Centerville, Hickman Co., Tennessee
Grinder's Switch Depot by Brent Moore on Flickr (cc)
The usual story. Centreville fell at the approximate center of Hickman County. It was also the hometown of comedian Minnie Pearl and it featured heavily in her comedy routines albeit under a different name. I imagined many 12MC readers wouldn’t be familiar with her trademark appearance and catch phrases. Perhaps a snippet from her biography from the Country Music Hall of Fame might set the proper context:
Minnie Pearl, a member of the Grand Ole Opry cast from 1940 until her death in 1996, was country music’s preeminent comedian and one of the most widely recognized comic performers American culture has ever produced. With her straw hat and its dangling $1.98 price tag, her representation of herself as a man-chasing spinster in the small town of Grinder’s Switch, TN, and her great-hearted holler of "How-DEE! I’m just so proud to be here" as she took to the Opry stage, Pearl became an icon of rural America even as she lovingly satirized its ways.
She’d been born Sarah Ophelia Colley in 1912 in Centerville where her father owned a successful lumber company. The future Minnie Pearl enjoyed watching lumber from her father’s sawmill being loaded onto rail cars on a spur track that attached to the main railroad. The side track was known as Grinder’s Switch (map) — a real place near Centerville — that she later incorporated into her humorous routines as a proxy for a generic hillbilly backwater. It became an integral part of her fictional persona. In reality Ms. Colley was a well-educated college graduate from a prosperous family.

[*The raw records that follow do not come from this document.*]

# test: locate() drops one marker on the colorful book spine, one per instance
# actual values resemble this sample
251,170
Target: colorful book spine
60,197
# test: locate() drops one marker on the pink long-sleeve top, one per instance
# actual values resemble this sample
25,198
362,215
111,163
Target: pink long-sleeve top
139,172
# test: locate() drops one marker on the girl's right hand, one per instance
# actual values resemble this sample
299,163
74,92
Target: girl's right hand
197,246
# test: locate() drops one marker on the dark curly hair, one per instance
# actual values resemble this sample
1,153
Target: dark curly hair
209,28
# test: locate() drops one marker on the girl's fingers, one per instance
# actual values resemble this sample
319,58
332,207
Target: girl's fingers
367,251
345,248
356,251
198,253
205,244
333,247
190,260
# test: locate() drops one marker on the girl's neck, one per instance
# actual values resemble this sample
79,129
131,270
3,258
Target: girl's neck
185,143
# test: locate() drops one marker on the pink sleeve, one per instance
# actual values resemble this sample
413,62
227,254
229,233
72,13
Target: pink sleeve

Centerville, Appanoose Co., Iowa
Centerville, Iowa, East State Street by photolibrarian on Flickr (cc)
The county seat for Appanoose Co. deserved a special mention for what it was not; the Centerville name didn’t relate to its location (map). Or did it?
Several sources including A Dictionary of Iowa Place-Names insisted that the original name had been Chaldea and that its new name was supposed to be Sentorville or Senterville in recognition of a Tennessee politician/minister (possibly William Tandy Senter). The story explained that the town filed incorporation papers in the 1850’s and a bureaucrat somewhere along the line mistook Senterville for a spelling error and "corrected" it to Centerville. It would be hard to imagine someone creating such an oddly specific story and yet the namesake politician never had anything to do with Iowa. Oh, and Centerville was platted smack-dab in the middle of Appanoose County. That seemed like too many interesting coincidences.
The Complete List
I found a total of fourteen county seats with a Center theme (including the ones described above) that served as local seats of governments for the counties that surrounded them.
- Alabama: Centre, Cherokee Co.
- Alabama: Centreville, Bibb Co.
- Colorado: Central City, Gilpin Co.
- Iowa: Centerville, Appanoose Co.
- Maryland: Centreville, Queen Anne’s Co.
- Michigan: Centreville, St. Joseph
- Minnesota: Center City, Chisago Co.
- Missouri: Centerville, Reynolds Co.
- Nebraska: Center, Knox Co.
- Nebraska: Central City, Merrick Co.
- North Dakota: Center, Oliver Co.
- Tennessee: Centerville, Hickman Co.
- Texas: Center, Shelby Co.
- Texas: Centerville, Leon Co.
I can’t promise that this list recorded every example because I compiled it by hand. It should be close, though.